Hard to Break
from Chaplain (Colonel-Retired) Steven L. Berry
Advisory Board, Hardrock Charlie Foundation
On 23 May 2003, I was a newly-promoted Lieutenant Colonel in the US Army, and I was serving as the Deputy Division Chaplain, 82nd Airborne Division, at Fort Bragg, NC. The Division Chaplain was in Afghanistan, and I had the responsibility for ensuring the delivery of pastoral care to the portion of the Division still at Fort Bragg, along with the paratroopers’ families that remained behind, as we continued to load personnel and equipment on C-17 aircraft, now bound for Iraq. The pace and workload for the previous two months had been punishing for all concerned.
But, on this day, 23 May, I was hopeful for something a bit different. Little did I know, however, how different it would be for me. I was scheduled for an afternoon proficiency parachute jump onto Sicily Drop Zone at Fort Bragg. It was going to be a paratrooper’s delight: a beautiful day in broad daylight, a C-130 aircraft, 1000′ drop altitude, no equipment (aside from the parachute, of course), comrades, and colleagues. A daytime “Hollywood” jump was a rare treat at the time, and I was looking forward to it. What could possibly go wrong?
Everything pertaining to the jump went like clockwork. A good, solid Jumpmaster team in the aircraft. A good exit from the aircraft by yours truly. (No, really, it was.) No twists in my suspension lines. Sun blazing in the sky. The winds on the ground were only 2-3 knots. (But, then, weren’t they always?) All good! Then, came the part that I always dreaded; specifically, the landing part. The ground comes up fast, especially the last 100 feet, and it can be hard, (Go outside and jump off the edge of your roof while wearing 100 pounds of kit. That’s about it.) I completed all the “points of performance”, as I had been trained to do, for a proper parachute landing fall (PLF), and I prepared for a left-rear fall. I was all set. But the ground was not so compliant. Later on, I realized that I had heard and felt the bone break.
The human femur is the hardest bone in the body (as hard as concrete, or so I was later told), and it is, by far, the most difficult bone to break. Sometimes, it is a fatal break, given its nearness to the femoral artery. Always, it is a painful break.
I remember thinking that it was surely just a muscle cramp in my left leg and that, if I could just stand up, I could certainly stretch it out. So, it was with much determination and significant discomfort, that I made it to my “foot.” I say “my foot”, because I could NOT stand on my “feet.” My left foot seemed to have a mind of its own! I looked down at my feet to find my right foot pointing in exactly the direction that I was facing. So far, so good. However, my left foot was pointing backward; that is, in the opposite direction.
Hmmm. Not so good. Now, armed with the understanding that this was not simply a muscle cramp, I managed to lower myself to the ground, this time with a double dose of determination and discomfort. Shortly, a fellow jumper summoned the medics, and I was transported to Womack Army Community Hospital for an emergent surgery to repair my femur and hip. (This will be another story for another day.)

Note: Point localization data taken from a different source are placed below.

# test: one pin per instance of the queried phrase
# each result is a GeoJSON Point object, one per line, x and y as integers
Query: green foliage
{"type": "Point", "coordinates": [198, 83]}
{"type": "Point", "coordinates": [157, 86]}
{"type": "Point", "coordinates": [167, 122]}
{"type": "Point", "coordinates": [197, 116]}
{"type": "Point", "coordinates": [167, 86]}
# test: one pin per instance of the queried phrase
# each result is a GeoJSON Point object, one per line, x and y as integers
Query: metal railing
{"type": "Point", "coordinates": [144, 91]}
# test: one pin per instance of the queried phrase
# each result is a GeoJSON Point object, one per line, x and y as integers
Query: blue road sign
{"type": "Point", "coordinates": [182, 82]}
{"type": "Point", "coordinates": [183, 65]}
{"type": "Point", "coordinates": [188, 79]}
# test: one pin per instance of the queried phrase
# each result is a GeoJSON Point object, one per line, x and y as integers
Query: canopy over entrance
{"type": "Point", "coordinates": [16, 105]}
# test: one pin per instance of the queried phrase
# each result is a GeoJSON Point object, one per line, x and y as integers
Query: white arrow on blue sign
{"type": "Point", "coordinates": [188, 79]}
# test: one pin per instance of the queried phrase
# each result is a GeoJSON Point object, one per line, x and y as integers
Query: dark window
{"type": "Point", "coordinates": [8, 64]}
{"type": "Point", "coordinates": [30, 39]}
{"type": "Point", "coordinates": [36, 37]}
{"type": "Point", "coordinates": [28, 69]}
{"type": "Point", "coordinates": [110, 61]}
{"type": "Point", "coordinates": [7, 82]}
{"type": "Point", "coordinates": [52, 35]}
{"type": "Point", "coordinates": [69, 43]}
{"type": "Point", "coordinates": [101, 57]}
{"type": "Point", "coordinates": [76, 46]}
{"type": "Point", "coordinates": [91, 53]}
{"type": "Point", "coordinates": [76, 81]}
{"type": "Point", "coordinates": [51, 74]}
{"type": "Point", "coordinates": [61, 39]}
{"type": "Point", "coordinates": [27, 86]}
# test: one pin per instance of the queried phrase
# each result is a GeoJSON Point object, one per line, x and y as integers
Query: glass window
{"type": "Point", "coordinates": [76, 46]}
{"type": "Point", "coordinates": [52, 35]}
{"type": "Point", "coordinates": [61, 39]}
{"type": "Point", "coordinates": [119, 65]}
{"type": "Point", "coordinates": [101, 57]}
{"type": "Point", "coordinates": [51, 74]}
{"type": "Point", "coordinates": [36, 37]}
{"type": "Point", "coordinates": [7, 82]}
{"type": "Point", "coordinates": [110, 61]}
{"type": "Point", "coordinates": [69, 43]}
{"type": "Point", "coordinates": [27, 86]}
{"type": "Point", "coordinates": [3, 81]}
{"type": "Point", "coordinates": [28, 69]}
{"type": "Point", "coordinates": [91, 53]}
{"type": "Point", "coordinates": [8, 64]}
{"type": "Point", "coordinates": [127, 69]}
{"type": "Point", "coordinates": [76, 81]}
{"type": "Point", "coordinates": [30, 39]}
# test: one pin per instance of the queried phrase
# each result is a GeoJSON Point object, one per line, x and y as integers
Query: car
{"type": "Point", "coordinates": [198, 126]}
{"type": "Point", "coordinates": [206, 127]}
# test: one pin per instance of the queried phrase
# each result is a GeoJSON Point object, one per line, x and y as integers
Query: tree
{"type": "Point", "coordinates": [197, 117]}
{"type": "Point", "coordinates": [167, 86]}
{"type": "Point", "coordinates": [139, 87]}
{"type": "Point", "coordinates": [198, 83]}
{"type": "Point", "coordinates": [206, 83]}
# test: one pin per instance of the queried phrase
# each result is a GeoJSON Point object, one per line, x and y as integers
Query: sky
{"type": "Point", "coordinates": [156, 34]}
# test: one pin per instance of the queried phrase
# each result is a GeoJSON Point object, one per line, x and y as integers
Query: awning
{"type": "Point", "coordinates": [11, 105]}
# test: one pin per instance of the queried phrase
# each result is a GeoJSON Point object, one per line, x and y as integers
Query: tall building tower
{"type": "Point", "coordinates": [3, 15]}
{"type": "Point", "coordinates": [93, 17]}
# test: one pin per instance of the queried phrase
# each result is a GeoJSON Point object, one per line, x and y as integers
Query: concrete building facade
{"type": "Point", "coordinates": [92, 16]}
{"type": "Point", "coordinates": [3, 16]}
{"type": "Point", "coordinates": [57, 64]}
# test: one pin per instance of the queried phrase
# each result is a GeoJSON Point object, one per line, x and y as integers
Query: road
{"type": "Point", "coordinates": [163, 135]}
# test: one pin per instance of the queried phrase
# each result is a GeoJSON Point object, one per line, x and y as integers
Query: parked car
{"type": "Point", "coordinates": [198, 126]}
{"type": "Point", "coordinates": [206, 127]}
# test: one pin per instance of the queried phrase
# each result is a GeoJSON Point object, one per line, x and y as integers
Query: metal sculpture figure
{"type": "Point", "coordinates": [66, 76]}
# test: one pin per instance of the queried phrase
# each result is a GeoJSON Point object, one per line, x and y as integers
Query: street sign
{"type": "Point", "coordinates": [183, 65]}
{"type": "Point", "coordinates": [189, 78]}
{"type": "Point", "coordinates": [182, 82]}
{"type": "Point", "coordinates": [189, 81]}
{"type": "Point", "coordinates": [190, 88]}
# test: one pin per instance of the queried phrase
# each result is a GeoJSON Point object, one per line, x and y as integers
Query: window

How quickly a day can change. How quickly our hopes can be deflated and our spirits defeated. How quickly troubles can come upon us. How quickly we can become downcast and discouraged. How quickly. Call them what you will: circumstances, hard times, bad luck, Karma, etc. While there are a number of ways to describe troubled times, all definitions point toward the same things: suffering, pain, and, perhaps, even despair.
Rangers are tough and resistant. Like the human femur, they, too, are hard to break. But, break, they will. Break, they do. And, though they may be falling apart, they will try, again and again, to rise to their feet, summoning every drop of determination while suffering every probable discomfort. If this sounds like you, then know that there are Brothers around you with arms open and extended to give you a hand up. There is aid for the broken heart, for the wounded soul. Reach out. Don’t put it off for another day.
The Swiss Reformer, John Calvin, said that we are broken actors, who are acting out our roles on a broken stage. What a rich word picture he has painted: broken people living together in a broken world, touched in every way by trials and troubles. This is a good reminder to all of us to support our Brothers, for surely, as it pertains to life, we are in this together.